Jake and the team built this rather awesome custom element for managing pinch zooming on any set of HTML outside of the browser’s own pinch-zoom dynamics (think mobile viewport zooming). The element was one of the central components that we needed for the squoosh app that we built and released at Chrome Dev Summit (… I say ‘released at Chrome Dev Summit’ - Jake was showing it to everyone at the China Google Developer Day even though the rest of the team were under embargo ;) … )
install:
npm install --save-dev pinch-zoom-element
<pinch-zoom> <h1>Hello!</h1> </pinch-zoom>
I just added it to my blog (took just a couple of minutes), you can check it out on my ‘life’ section where I share photos that I have taken. If you are on a touch-enabled device you can quickly pinch-zoom on the element, if you are using a track-pad that can handle multiple finger inputs that works too.
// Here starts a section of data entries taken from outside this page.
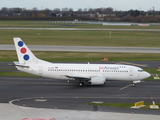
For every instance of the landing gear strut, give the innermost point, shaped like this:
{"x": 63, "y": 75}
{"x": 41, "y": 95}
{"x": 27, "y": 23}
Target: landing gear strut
{"x": 81, "y": 83}
{"x": 133, "y": 84}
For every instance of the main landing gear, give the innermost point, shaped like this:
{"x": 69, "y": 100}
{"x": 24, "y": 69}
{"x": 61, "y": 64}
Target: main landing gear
{"x": 133, "y": 84}
{"x": 81, "y": 83}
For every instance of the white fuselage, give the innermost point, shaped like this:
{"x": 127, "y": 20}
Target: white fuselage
{"x": 108, "y": 71}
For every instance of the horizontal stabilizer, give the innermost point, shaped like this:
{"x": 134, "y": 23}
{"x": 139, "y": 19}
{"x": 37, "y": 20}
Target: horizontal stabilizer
{"x": 20, "y": 65}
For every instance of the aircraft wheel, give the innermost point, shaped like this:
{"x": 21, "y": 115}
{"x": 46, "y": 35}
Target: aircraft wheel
{"x": 133, "y": 85}
{"x": 81, "y": 83}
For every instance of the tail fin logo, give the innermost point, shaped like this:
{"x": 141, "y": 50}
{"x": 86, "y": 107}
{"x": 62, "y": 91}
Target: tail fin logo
{"x": 23, "y": 50}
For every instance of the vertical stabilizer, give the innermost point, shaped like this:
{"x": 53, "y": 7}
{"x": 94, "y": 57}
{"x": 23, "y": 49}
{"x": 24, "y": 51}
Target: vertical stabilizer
{"x": 23, "y": 52}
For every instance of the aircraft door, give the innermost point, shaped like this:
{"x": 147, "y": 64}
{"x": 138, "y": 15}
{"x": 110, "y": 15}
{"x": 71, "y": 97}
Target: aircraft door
{"x": 40, "y": 70}
{"x": 130, "y": 71}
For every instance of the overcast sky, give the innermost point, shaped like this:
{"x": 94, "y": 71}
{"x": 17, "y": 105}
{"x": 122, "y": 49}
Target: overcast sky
{"x": 76, "y": 4}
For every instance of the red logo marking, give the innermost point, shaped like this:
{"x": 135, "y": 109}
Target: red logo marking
{"x": 23, "y": 50}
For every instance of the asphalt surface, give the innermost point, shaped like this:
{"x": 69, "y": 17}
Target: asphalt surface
{"x": 87, "y": 48}
{"x": 39, "y": 92}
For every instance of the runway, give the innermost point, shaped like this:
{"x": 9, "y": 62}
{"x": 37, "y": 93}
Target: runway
{"x": 87, "y": 48}
{"x": 46, "y": 93}
{"x": 35, "y": 96}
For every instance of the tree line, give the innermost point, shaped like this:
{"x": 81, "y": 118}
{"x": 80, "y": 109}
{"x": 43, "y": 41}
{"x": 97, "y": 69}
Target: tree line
{"x": 96, "y": 14}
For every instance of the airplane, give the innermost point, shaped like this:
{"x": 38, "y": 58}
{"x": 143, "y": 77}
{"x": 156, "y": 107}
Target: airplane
{"x": 95, "y": 74}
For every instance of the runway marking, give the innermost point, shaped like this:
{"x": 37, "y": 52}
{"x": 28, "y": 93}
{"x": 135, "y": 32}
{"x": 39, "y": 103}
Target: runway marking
{"x": 126, "y": 87}
{"x": 134, "y": 64}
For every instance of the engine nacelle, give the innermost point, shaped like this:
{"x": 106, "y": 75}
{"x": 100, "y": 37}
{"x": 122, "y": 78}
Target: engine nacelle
{"x": 97, "y": 80}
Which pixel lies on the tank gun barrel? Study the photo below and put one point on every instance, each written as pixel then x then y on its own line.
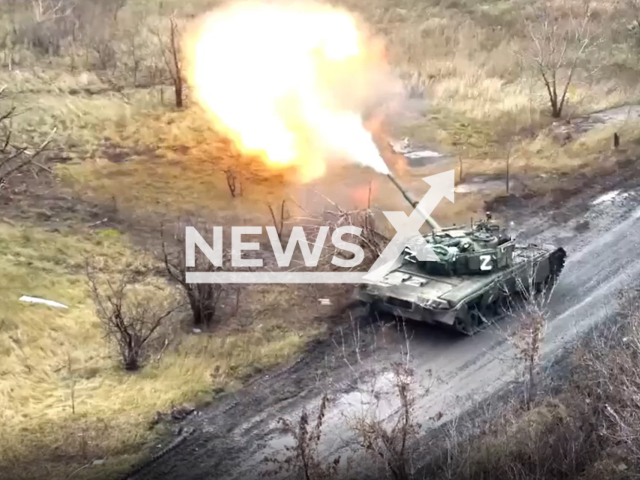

This element is a great example of why I love web components as a model for creating user-interface components. The pinch-zoom
element is just under 3kb on the wire (uncompressed) and minimal dependencies for building and it just does one job exceptionally well, without tying any custom application-level logic that would make it hard to use (I have some thoughts on UI logic vs App logic components that I will share based on my learning’s from the Squoosh app).
I would love to see elements like these get more awareness and usage, for example I could imagine that this element could replace or standardise the image zoom functionality that you see on many commerce sites and forever take away that pain from developers.